I have never seen "wild" tiger prawns or shrimp before. Only farmed raised. And when you say large, how large do you mean. 16-20 large?

Cook them like you would shrimp. Quick.
I like to cook shrimp in the shell as they seem so much bigger after peeling than when I cook them shelled and deveined.
But large shrimp/prawns will have a substantial gut (entrails) you want to get rid of.
You can remove the vein after you cook and peel them under running water.


----------



## creative (Feb 7, 2015)

Roll_Bones said:


> I have never seen "wild" tiger prawns or shrimp before. Only farmed raised. And when you say large, how large do you mean. 16-20 large?
> 
> Cook them like you would shrimp. Quick.
> I like to cook shrimp in the shell as they seem so much bigger after peeling than when I cook them shelled and deveined.
> ...


These are quite long - 7"/17cm.  I know they cook quick but how to tell when done? Just turn pink?

Yeah I think best cooked in shell for max flavour and devein afterwards (assuming the vein/gut does not contaminate the taste)


----------



## GotGarlic (Feb 7, 2015)

I would cut the shell down the back and devein them before cooking and still leave the shell on. I think you'll have to cut one in half to check doneness. When the outside is pink, they may not be cooked through yet.


----------



## CraigC (Feb 7, 2015)

creative said:


> These are quite long - 7"/17cm.  I know they cook quick but how to tell when done? Just turn pink?
> 
> Yeah I think best cooked in shell for max flavour and devein afterwards (assuming the vein/gut does not contaminate the taste)



Are you talking about just the tails or are they "head on"?


----------



## Cheryl J (Feb 7, 2015)

The jumbo shrimp I get here are big, but not that big , and they come shell-on, with a slice down the back and the vein already removed.  I would never cook them with the vein in.  
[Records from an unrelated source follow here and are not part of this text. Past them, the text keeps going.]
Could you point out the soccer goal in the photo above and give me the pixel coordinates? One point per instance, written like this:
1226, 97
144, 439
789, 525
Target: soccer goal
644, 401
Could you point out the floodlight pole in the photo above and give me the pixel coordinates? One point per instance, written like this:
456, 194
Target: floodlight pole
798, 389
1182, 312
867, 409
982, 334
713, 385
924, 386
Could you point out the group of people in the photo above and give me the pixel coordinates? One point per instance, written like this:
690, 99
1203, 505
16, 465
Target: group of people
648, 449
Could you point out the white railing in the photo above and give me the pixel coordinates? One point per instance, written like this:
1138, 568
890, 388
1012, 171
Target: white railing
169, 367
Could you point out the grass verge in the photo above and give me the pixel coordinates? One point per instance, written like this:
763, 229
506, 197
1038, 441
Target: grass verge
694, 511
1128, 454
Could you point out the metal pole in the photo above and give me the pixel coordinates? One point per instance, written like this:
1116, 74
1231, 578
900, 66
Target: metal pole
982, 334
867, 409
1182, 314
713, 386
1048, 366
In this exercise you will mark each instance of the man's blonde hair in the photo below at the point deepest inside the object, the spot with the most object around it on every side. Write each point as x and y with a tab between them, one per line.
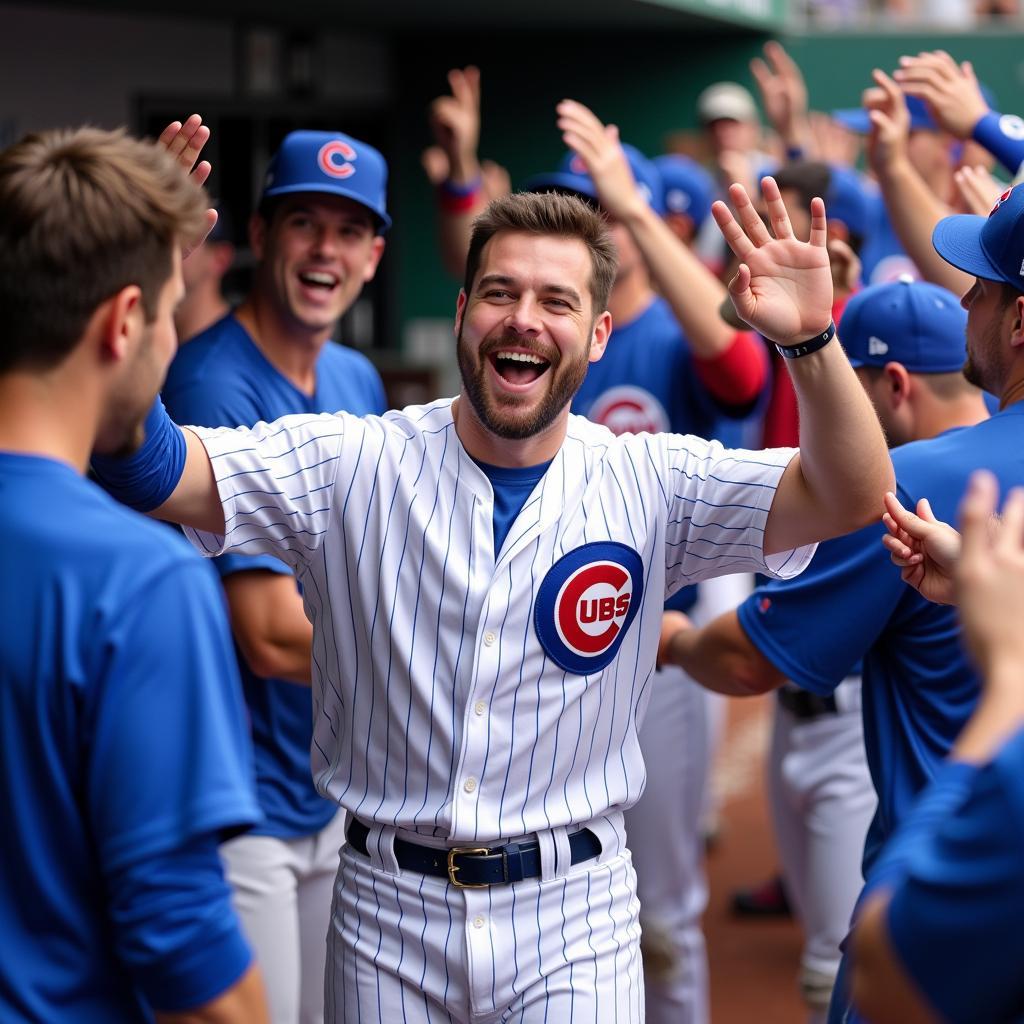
83	214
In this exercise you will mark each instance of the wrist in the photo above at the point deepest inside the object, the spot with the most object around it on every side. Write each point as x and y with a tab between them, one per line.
798	349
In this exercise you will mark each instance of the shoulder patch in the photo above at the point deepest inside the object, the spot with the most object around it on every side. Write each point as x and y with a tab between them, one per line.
586	603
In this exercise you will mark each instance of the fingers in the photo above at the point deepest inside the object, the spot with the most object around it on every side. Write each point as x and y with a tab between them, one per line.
184	141
733	233
465	85
777	213
202	172
975	513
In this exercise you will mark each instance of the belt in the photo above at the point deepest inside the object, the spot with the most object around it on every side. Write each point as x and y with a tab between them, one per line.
804	705
476	866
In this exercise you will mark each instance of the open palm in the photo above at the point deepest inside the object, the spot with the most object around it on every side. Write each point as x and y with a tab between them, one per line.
783	287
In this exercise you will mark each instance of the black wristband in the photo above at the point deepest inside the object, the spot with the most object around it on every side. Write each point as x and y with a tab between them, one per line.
806	347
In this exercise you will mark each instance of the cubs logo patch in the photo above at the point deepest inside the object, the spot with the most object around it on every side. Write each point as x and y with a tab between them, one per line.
335	159
629	410
586	603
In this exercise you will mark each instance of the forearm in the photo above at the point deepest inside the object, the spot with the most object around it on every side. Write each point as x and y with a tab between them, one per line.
169	476
244	1003
460	201
914	211
721	658
837	482
269	625
690	289
998	715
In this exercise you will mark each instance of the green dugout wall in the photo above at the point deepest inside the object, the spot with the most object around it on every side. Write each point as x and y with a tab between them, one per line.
646	83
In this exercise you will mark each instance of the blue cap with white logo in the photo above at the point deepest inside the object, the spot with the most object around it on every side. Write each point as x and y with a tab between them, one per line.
571	176
915	323
688	187
990	247
330	162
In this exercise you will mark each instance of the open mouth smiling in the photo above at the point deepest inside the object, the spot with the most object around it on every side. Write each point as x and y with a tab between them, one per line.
517	368
318	280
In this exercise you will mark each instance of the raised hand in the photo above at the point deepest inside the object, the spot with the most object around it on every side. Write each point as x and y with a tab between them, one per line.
886	104
950	89
925	548
783	93
977	188
456	123
782	287
184	141
598	146
990	579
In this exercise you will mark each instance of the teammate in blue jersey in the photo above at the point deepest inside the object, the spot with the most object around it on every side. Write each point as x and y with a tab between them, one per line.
919	688
478	707
123	756
939	932
316	238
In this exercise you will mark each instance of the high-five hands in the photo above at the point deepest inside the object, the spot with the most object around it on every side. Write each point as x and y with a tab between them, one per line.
184	141
782	287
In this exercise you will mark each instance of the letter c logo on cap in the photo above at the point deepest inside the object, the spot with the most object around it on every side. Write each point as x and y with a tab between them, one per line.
335	159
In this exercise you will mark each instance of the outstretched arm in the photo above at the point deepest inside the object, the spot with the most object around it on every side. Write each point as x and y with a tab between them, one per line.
719	655
912	208
783	289
456	123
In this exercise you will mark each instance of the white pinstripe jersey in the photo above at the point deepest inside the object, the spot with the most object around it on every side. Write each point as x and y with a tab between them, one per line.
467	695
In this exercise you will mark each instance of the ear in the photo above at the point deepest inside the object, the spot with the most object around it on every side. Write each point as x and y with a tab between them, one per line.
460	309
599	336
118	321
898	384
1017	331
258	228
376	252
223	256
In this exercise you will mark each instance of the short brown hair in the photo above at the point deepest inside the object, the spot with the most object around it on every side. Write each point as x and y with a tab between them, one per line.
549	213
83	214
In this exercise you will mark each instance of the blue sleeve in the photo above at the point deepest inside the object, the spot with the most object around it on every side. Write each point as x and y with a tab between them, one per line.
955	920
1003	135
232	562
816	627
169	755
174	928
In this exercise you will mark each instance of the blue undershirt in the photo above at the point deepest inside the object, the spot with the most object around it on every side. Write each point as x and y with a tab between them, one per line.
511	487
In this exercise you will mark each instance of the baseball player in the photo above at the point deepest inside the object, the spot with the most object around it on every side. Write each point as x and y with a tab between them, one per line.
918	687
485	578
316	238
939	934
653	377
123	757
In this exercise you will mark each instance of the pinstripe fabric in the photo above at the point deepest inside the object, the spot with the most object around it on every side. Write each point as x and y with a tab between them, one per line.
436	708
410	948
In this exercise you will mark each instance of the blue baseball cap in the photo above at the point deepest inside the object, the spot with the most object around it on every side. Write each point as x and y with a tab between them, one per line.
990	247
330	162
571	176
915	323
687	186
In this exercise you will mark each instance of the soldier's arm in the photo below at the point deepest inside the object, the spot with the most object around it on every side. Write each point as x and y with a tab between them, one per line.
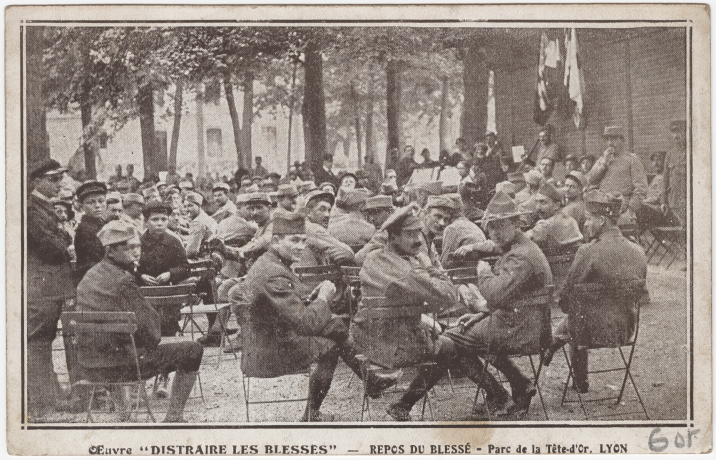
498	289
308	319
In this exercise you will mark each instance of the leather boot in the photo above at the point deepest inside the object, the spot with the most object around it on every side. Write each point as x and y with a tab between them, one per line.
181	389
580	367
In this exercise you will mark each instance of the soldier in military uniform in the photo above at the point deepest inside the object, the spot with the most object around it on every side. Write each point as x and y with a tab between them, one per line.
555	230
287	326
92	195
620	172
111	286
609	259
49	284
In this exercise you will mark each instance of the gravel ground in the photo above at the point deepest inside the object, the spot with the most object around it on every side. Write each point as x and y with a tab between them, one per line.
659	369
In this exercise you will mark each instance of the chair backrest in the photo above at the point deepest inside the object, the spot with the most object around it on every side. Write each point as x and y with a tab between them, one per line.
162	296
318	273
612	302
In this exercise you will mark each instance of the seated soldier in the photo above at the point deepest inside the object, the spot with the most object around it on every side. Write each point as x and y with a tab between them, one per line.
352	229
110	286
555	230
609	259
290	327
520	271
163	260
402	274
459	233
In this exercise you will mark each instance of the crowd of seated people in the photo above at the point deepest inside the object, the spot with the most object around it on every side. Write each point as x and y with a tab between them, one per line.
103	241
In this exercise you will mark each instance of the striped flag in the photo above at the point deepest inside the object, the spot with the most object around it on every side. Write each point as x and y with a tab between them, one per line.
574	78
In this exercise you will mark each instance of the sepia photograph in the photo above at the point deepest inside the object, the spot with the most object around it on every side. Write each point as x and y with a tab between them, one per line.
457	224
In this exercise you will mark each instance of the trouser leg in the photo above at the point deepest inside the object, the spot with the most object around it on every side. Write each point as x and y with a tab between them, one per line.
320	382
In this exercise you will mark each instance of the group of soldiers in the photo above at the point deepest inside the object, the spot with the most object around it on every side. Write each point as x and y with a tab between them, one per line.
403	244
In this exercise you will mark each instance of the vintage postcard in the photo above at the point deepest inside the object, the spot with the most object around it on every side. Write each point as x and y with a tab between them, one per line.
331	230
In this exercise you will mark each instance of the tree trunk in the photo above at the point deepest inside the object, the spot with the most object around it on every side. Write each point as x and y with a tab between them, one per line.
37	143
393	103
476	80
231	102
444	114
200	147
247	115
314	108
178	101
145	100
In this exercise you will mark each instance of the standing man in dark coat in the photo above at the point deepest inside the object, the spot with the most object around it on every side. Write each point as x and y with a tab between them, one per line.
49	284
110	286
608	260
288	327
92	196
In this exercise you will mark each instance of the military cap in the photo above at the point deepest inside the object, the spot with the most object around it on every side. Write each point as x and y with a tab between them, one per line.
579	177
677	125
133	198
156	207
432	188
258	197
613	131
355	199
117	231
405	218
328	184
533	177
440	201
289	223
550	192
287	190
186	184
91	187
507	187
603	203
47	167
114	197
500	207
379	202
516	178
320	195
221	186
193	197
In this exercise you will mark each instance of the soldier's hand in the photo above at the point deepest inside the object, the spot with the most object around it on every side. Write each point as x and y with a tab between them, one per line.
326	290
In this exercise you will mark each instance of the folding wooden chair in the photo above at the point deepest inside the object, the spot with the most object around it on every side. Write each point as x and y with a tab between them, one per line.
582	302
75	325
376	309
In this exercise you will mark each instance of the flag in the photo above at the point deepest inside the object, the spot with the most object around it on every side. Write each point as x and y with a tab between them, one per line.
574	79
550	59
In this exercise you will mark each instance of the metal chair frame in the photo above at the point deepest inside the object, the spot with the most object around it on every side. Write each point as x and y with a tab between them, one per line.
590	290
123	323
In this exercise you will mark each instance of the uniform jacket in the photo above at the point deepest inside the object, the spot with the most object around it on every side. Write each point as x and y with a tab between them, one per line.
517	274
351	230
555	232
405	284
163	253
282	331
88	247
609	259
201	229
224	212
324	249
459	233
577	211
675	182
49	276
108	287
625	175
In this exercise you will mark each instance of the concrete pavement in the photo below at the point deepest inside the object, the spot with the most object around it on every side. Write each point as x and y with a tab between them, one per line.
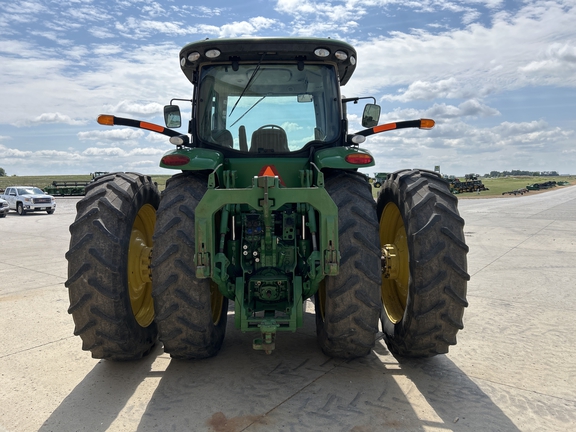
514	367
I rinse them under cold running water and run my thumb down the back to make sure all of the vein is out, mix them with olive oil and garlic and roast them shell on at 400F (don't know what the equivalent is in the UK).  They'll turn bright red - I would guess at that size it would take about 15 minutes total, turning once.  

You'll get varying opinions here about cooking them shell on or off , I think it adds to the flavor and helps keep them from drying out if the shell is left on.  Some of the meat will be forced out the shell during cooking, you can see enough of the meat if they are done or not without cutting into them. They don't take long.


----------



## Cheryl J (Feb 7, 2015)

Meant to add a pic.


----------



## jennyema (Feb 7, 2015)

GotGarlic said:


> I would cut the shell down the back and devein them before cooking and still leave the shell on. I think you'll have to cut one in half to check doneness. When the outside is pink, they may not be cooked through yet.



Yes.  If I were sautéing I'm garlic and butter with shell on id absolutely devein before cooking.


----------



## creative (Feb 7, 2015)

CraigC said:


> Are you talking about just the tails or are they "head on"?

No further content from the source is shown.